Si tratta appunto dell’Empire des enfants, un’associazione senegalese fondata nel maggio 2003 da Anta M’Bow e Valérie Schlumberger insieme ad un gruppo di artisti, all’interno del vecchio ed abbandonato cinema, Empire riabilitato a centro d’accoglienza per i bambini di strada. Una sfida lanciata ad alta voce per poter permettere ai ragazzi di Dakar di riappropriarsi della propria identità infantile. Da più di sette anni ormai il centro rappresenta non solo per il Senegal ma per tutta l’Africa occidentale, il simbolo della speranza per tutti quei bambini che trovano rifugio.
Sono per lo più ragazzi di età compresa tra i quattro e i diciotto anni che, abbandonati dalle loro famiglie e costretti a mendicare prestandosi a lavori sporchi come il traffico di droga, soggetti ad ogni genere di maltrattamento, spesso anche di tipo sessuale, cercano rifugio all’interno della struttura. Spesso sono fuggiti dalle scuole coraniche dove erano stati inseriti, per dedicarsi per diversi anni allo studio esclusivo delle scritture, sotto la tutela del maestro e leader religioso (marabout), dopo essere stati allontanati dalle loro famiglie. L’Empire in collaborazione con l’International Organization for Migration (IOM) si occupa di fare rincontrare le famiglie dei bambini e fare rimpatriare quelli stranieri.
«I genitori vengono obbligati a firmare un documento di fronte alla giustizia con il quale si impegnano a non riconsegnare il bambino al marabout, e la IOM dà loro un aiuto finanziario da investire in qualche attività professionale. Nel caso in cui i genitori non vogliano riavere il bambino, cerchiamo una famiglia a cui affidarli» afferma la responsabile dell’Empire Faty Diop.

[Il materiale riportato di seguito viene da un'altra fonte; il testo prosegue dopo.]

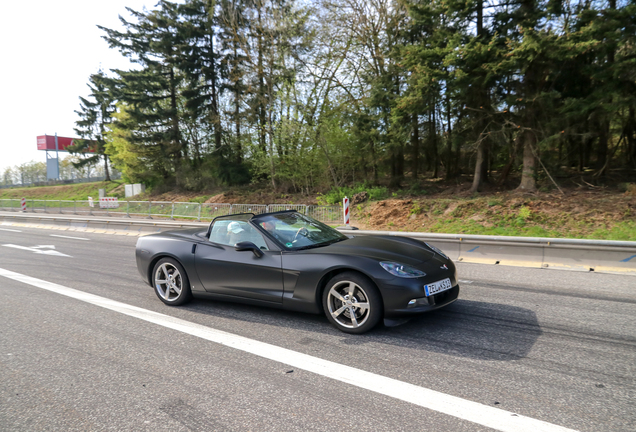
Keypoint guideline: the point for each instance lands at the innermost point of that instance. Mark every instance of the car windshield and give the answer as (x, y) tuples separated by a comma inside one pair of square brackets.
[(296, 231)]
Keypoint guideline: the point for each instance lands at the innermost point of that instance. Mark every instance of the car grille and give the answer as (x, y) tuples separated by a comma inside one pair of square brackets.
[(444, 297)]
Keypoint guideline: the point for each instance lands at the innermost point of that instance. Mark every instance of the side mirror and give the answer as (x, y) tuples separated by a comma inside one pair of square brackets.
[(243, 246)]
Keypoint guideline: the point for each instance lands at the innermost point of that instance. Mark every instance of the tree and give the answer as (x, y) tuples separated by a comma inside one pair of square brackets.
[(94, 115)]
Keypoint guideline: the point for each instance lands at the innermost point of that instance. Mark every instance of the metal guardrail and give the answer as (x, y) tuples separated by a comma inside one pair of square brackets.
[(538, 252), (551, 253), (167, 209)]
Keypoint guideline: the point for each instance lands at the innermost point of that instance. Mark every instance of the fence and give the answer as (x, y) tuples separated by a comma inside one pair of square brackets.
[(172, 210)]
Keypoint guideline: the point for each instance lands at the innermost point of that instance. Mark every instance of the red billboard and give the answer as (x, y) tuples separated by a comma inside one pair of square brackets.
[(47, 142)]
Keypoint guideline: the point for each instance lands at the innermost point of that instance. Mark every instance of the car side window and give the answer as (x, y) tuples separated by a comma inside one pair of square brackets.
[(230, 232)]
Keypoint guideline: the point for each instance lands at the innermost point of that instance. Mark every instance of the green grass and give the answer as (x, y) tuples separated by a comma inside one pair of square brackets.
[(79, 191)]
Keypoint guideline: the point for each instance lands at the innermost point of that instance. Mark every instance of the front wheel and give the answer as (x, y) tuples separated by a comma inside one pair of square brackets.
[(171, 282), (352, 303)]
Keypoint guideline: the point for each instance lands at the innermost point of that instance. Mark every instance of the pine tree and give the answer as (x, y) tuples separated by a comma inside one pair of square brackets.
[(94, 115)]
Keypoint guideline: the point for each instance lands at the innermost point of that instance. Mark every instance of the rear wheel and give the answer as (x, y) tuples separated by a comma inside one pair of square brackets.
[(352, 303), (171, 282)]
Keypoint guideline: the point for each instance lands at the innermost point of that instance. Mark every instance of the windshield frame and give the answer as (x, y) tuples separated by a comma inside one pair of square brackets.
[(259, 219)]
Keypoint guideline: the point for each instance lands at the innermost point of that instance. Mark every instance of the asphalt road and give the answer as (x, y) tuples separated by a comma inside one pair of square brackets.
[(551, 345)]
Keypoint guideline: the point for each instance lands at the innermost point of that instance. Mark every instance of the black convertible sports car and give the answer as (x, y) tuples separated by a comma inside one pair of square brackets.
[(291, 261)]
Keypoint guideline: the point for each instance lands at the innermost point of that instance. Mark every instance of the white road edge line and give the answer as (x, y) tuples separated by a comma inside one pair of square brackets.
[(474, 412), (74, 238)]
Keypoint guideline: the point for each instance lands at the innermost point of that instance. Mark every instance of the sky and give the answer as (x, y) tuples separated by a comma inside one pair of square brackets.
[(49, 49)]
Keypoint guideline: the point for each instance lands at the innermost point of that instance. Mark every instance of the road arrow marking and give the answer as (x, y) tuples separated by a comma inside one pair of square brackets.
[(36, 249)]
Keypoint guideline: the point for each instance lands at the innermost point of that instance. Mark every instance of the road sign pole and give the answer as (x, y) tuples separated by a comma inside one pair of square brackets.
[(57, 157)]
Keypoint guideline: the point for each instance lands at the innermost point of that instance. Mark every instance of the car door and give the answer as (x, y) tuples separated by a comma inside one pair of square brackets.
[(224, 270)]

Nell’associazione attraverso una serie di attività, apprendono ad avere fiducia in loro stessi e negli altri. Vengono loro insegnate le arti circensi, marziali e musicali, apprendono a leggere a scrivere e sono ascoltati da educatori e psicologi; sono loro stessi che intervengono durante le riunioni settimanali, di circa un’ora e mezza, in cui viene loro data la possibilità di esprimere le proprie critiche nei confronti degli stessi insegnanti, esponendo il proprio parere su ciò che potrebbe essere migliorato dal punto di vista educativo. Non sono più invisibili agli occhi della gente ma per la prima volta nella loro vita, vengono considerati come parte di un gruppo, stimolati ad esprimere le proprie idee ed i propri sentimenti.
Attraverso il documentario di Gérard Moreau si ha la possibilità di conoscere le testimonianze di queste persone straordinarie che lottano quotidianamente per far sì che i loro sforzi possano perpetuarsi negli anni e superare gli ostacoli finanziari dovuti alla scarsità di fondi che minacciano la chiusura del centro di accoglienza.
Molte sono le persone, soprattutto giovani, che ogni anno da tutto il mondo rispondono a questa richiesta di aiuto, intenzionate a dare il proprio contributo all’associazione senegalese, offrendosi come educatori o come semplici donatori per portare avanti l’opera di Anta M’Bow, nella speranza che le condizioni di vita di questi ragazzi, sebbene siano consuetudinarie in una città come Dakar e non solo, non si ripropongano nelle generazioni future.